The directing credit goes to Burton. The Backcountry project was filmed by Tim Manning, Corey Koniniec, Hotwing, Justin Eeles and Gabe L'Heureux. Justin Eeles, Hotwing and Tim Manning edited it.
We filmed with RED cameras and put a lot of resources into each project. I think they've turned out great.
Is the resort one based around the Stash Parks?
It's more about five resorts we've worked with through the years, whether it was a shoot or just riders loving to shred there.
You've been in the snowboard world for a long time. A lot of kids out there probably envy your position. How'd you get going in all this?

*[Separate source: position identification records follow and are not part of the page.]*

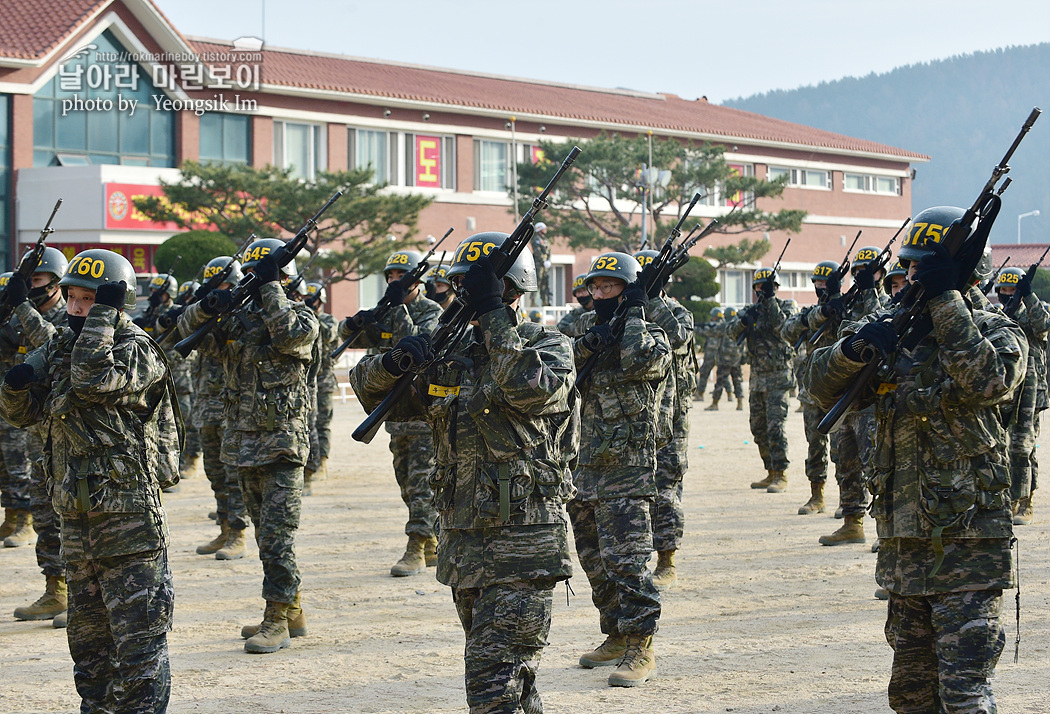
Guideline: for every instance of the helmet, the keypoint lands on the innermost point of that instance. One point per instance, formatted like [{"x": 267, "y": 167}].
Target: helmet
[
  {"x": 929, "y": 225},
  {"x": 1008, "y": 278},
  {"x": 92, "y": 268},
  {"x": 403, "y": 259},
  {"x": 258, "y": 249},
  {"x": 823, "y": 270},
  {"x": 216, "y": 266},
  {"x": 522, "y": 274},
  {"x": 318, "y": 290},
  {"x": 614, "y": 265}
]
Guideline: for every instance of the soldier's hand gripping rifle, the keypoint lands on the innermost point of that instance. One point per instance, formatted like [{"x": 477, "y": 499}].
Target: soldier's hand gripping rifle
[
  {"x": 747, "y": 312},
  {"x": 910, "y": 321},
  {"x": 27, "y": 266},
  {"x": 456, "y": 319},
  {"x": 360, "y": 320},
  {"x": 244, "y": 291}
]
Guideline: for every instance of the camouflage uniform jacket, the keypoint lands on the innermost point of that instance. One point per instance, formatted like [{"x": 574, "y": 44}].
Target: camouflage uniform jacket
[
  {"x": 621, "y": 410},
  {"x": 506, "y": 427},
  {"x": 265, "y": 363},
  {"x": 106, "y": 403},
  {"x": 940, "y": 468},
  {"x": 417, "y": 317},
  {"x": 771, "y": 355}
]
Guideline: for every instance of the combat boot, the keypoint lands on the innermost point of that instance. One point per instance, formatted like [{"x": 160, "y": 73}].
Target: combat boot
[
  {"x": 296, "y": 622},
  {"x": 216, "y": 543},
  {"x": 234, "y": 547},
  {"x": 48, "y": 605},
  {"x": 764, "y": 483},
  {"x": 606, "y": 654},
  {"x": 638, "y": 663},
  {"x": 23, "y": 533},
  {"x": 779, "y": 483},
  {"x": 1024, "y": 515},
  {"x": 414, "y": 561},
  {"x": 851, "y": 531},
  {"x": 816, "y": 502},
  {"x": 431, "y": 550},
  {"x": 273, "y": 633},
  {"x": 665, "y": 576}
]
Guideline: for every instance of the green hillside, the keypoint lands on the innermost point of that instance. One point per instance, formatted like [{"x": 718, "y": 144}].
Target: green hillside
[{"x": 962, "y": 111}]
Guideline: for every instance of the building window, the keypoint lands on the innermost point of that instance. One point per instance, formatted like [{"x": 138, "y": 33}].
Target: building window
[
  {"x": 299, "y": 147},
  {"x": 870, "y": 184},
  {"x": 225, "y": 139},
  {"x": 801, "y": 177},
  {"x": 83, "y": 112},
  {"x": 491, "y": 166}
]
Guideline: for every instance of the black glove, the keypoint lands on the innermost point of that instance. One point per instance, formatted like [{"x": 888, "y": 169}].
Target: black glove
[
  {"x": 879, "y": 336},
  {"x": 20, "y": 376},
  {"x": 267, "y": 269},
  {"x": 937, "y": 272},
  {"x": 111, "y": 294},
  {"x": 864, "y": 278},
  {"x": 18, "y": 290},
  {"x": 168, "y": 319},
  {"x": 634, "y": 296},
  {"x": 408, "y": 353},
  {"x": 217, "y": 301},
  {"x": 484, "y": 291},
  {"x": 597, "y": 337}
]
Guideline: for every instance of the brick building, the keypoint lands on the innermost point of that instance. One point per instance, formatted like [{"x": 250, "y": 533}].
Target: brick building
[{"x": 447, "y": 133}]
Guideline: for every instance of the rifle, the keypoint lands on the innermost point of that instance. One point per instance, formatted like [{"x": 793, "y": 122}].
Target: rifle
[
  {"x": 27, "y": 266},
  {"x": 456, "y": 319},
  {"x": 666, "y": 263},
  {"x": 747, "y": 331},
  {"x": 243, "y": 292},
  {"x": 910, "y": 320},
  {"x": 1014, "y": 302},
  {"x": 357, "y": 322}
]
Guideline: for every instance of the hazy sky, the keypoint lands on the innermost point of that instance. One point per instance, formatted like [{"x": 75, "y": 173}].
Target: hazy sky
[{"x": 719, "y": 49}]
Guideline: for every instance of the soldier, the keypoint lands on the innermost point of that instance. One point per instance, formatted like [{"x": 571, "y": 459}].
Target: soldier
[
  {"x": 1034, "y": 319},
  {"x": 320, "y": 436},
  {"x": 569, "y": 324},
  {"x": 672, "y": 457},
  {"x": 615, "y": 476},
  {"x": 770, "y": 375},
  {"x": 208, "y": 416},
  {"x": 411, "y": 441},
  {"x": 102, "y": 392},
  {"x": 266, "y": 359},
  {"x": 800, "y": 328},
  {"x": 941, "y": 478},
  {"x": 502, "y": 549}
]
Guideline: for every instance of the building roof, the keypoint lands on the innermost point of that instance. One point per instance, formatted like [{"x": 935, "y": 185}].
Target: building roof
[{"x": 455, "y": 88}]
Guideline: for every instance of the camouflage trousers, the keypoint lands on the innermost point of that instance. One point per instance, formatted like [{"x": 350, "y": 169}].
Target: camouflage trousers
[
  {"x": 413, "y": 463},
  {"x": 769, "y": 412},
  {"x": 120, "y": 615},
  {"x": 225, "y": 484},
  {"x": 14, "y": 469},
  {"x": 816, "y": 458},
  {"x": 723, "y": 375},
  {"x": 945, "y": 650},
  {"x": 273, "y": 494},
  {"x": 506, "y": 628},
  {"x": 666, "y": 510},
  {"x": 614, "y": 543},
  {"x": 45, "y": 521},
  {"x": 853, "y": 446}
]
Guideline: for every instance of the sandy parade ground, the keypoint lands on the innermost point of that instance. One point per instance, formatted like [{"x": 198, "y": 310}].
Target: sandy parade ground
[{"x": 763, "y": 618}]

At one point, I was sponsored, back a long time ago. I rode for Joyride and Vans. But when I was around 19, 20 years old, I had a lot of injuries. Snowboarding professionally didn't seem like it was really working for me.
Vans offered me a job as an assistant team manager. When I left, seven years ago, I was senior marketing manager. An opportunity for me to work for Burton came ... and now here I am today talking to you.
What would you be doing if you weren't working for Burton?
I'd work in NASCAR. I love racing. I love everything about the whole NASCAR aspect -- all the testing, the tuning. It's such an undertaking, and it's insane what those guys do.
I did not know that about you.
Yeah, I watch the races on the weekends. There's just something about it. It's not just about the driver; it's about the team. I don't know. People think I'm crazy, but I love that.
Do you have any advice for kids who want to work in the snowboard industry?
You have to put your time in. Mostly it's about working for a brand that you back. Everyone's different in what they are and aren't behind. But you really have to work somewhere that you back 100 percent and that will get you up in the morning. Right, Willie? If you aren't backing the brand you work for ...
You're going to rot.
[Laughs.] Right, you're going to stand down.
Anything else we should know about these videos?
The cool thing is they're going to be free. We just wanted to put something out there to get as many eyeballs on the project. They'll be available for download online on the Burton site as soon as they're released.